Ucraina, i droni cambiano il corso della guerra
Nella guerra moderna, gli UAV (Unmanned Aerial Vehicles – velivoli a pilotaggio remoto), meglio conosciuti come droni occupano ormai un ruolo di primaria importanza. Fino a poco tempo fa, quando si parlava di UAV, si faceva spesso riferimento a impieghi bellici dove una delle parti ha a disposizione un apparato militare molto più forte e sofisticato dell’avversario. Era il caso degli Stati Uniti in Afghanistan, dove, per tutta la durata della guerra le forze americane hanno impiegato i propri droni d’attacco, i temutissimi Predator e Reaper, per dare la caccia ai talebani e ai leader di al-Qaeda. Dai modelli militari più grandi, a quelli di tipo commerciale di piccola taglia, questi sistemi vengono utilizzati non solo come arma di offesa, ma anche come strumento di ricognizione. Grazie ai droni, qualsiasi organizzazione militare (anche quelle con risorse economiche più ridotte) ha la possibilità di raccogliere informazioni in tempo reale, incrementando così le proprie capacità di ISR (Intelligence, Surveillance & Reconnaissance).
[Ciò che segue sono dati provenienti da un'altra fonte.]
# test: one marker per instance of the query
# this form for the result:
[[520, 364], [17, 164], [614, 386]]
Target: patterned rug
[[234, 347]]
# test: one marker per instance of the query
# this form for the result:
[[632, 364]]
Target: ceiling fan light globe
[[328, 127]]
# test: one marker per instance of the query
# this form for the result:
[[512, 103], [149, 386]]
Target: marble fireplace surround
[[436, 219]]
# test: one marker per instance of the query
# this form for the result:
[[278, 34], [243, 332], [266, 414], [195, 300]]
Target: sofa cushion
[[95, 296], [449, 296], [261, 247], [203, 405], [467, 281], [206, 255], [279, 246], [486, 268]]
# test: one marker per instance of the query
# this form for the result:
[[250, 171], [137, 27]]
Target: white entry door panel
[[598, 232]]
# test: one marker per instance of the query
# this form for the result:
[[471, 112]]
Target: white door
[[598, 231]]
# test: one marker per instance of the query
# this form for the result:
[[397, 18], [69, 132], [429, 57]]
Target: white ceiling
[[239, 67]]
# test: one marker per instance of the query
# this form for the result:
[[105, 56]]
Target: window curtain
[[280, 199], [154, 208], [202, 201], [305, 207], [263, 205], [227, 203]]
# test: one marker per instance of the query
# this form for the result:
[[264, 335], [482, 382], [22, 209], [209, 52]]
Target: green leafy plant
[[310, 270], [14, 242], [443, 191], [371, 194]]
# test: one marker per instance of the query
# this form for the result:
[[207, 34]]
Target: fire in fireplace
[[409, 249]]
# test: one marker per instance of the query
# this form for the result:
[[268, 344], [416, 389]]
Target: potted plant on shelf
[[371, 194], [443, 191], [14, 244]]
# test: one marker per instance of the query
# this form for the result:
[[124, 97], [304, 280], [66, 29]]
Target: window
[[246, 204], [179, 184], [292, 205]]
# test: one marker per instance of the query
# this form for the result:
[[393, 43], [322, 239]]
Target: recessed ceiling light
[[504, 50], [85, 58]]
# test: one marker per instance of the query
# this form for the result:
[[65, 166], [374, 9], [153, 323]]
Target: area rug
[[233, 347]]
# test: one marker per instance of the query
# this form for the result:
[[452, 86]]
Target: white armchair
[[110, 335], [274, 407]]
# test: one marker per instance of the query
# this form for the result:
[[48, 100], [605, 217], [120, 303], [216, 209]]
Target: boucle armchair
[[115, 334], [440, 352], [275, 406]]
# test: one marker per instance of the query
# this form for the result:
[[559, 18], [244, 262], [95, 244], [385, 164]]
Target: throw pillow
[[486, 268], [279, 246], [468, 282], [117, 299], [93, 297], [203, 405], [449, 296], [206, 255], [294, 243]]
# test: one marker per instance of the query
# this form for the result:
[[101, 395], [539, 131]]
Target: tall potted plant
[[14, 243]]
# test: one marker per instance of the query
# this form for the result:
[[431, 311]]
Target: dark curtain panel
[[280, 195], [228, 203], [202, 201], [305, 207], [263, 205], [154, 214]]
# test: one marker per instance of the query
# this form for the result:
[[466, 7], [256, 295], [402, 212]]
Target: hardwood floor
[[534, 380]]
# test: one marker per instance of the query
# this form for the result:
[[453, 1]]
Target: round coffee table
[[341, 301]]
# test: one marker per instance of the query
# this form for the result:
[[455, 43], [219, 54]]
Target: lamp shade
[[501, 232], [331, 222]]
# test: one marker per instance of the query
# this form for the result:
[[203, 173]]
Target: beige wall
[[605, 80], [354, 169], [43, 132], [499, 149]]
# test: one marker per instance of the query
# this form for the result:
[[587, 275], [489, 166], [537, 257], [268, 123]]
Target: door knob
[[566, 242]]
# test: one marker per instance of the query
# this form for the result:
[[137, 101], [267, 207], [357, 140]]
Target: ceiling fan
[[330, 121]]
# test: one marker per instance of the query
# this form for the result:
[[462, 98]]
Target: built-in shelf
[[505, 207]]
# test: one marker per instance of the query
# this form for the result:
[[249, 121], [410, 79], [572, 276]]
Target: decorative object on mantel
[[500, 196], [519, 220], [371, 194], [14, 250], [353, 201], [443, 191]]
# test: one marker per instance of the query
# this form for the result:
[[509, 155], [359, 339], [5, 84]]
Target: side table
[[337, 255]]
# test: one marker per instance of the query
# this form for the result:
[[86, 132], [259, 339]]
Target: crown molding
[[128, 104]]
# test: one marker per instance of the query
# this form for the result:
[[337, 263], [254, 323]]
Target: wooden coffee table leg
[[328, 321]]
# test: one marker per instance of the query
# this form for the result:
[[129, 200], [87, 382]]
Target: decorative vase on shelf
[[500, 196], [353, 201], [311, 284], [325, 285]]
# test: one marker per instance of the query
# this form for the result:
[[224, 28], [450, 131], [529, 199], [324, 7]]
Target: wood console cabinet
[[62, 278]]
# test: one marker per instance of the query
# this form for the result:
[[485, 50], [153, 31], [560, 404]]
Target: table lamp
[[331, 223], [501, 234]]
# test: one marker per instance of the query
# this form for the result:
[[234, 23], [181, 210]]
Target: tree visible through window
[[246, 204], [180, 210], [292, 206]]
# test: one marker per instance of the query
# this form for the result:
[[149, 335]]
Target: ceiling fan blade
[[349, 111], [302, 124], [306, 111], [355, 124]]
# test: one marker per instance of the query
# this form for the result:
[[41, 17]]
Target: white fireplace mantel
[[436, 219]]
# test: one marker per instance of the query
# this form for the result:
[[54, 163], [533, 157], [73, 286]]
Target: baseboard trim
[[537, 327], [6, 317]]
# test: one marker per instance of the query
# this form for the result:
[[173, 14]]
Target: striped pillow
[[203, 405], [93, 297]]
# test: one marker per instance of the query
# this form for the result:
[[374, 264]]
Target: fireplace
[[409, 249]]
Negli ultimi anni, molti paesi hanno saputo dotarsi di droni a basso costo, spesso di tipo commerciale, proprio per tentare di ridurre il divario tecnologico con i loro nemici. Con lo scoppio della guerra in Ucraina tale fenomeno ha raggiunto una dimensione mai vista prima, in quanto entrambi i Paesi in guerra hanno fatto un vasto utilizzo di droni. Si tratta, quindi, di due forze convenzionali capaci di schierare sul campo di battaglia veri e propri sciami di UAV per raggiungere diversi scopi tattici.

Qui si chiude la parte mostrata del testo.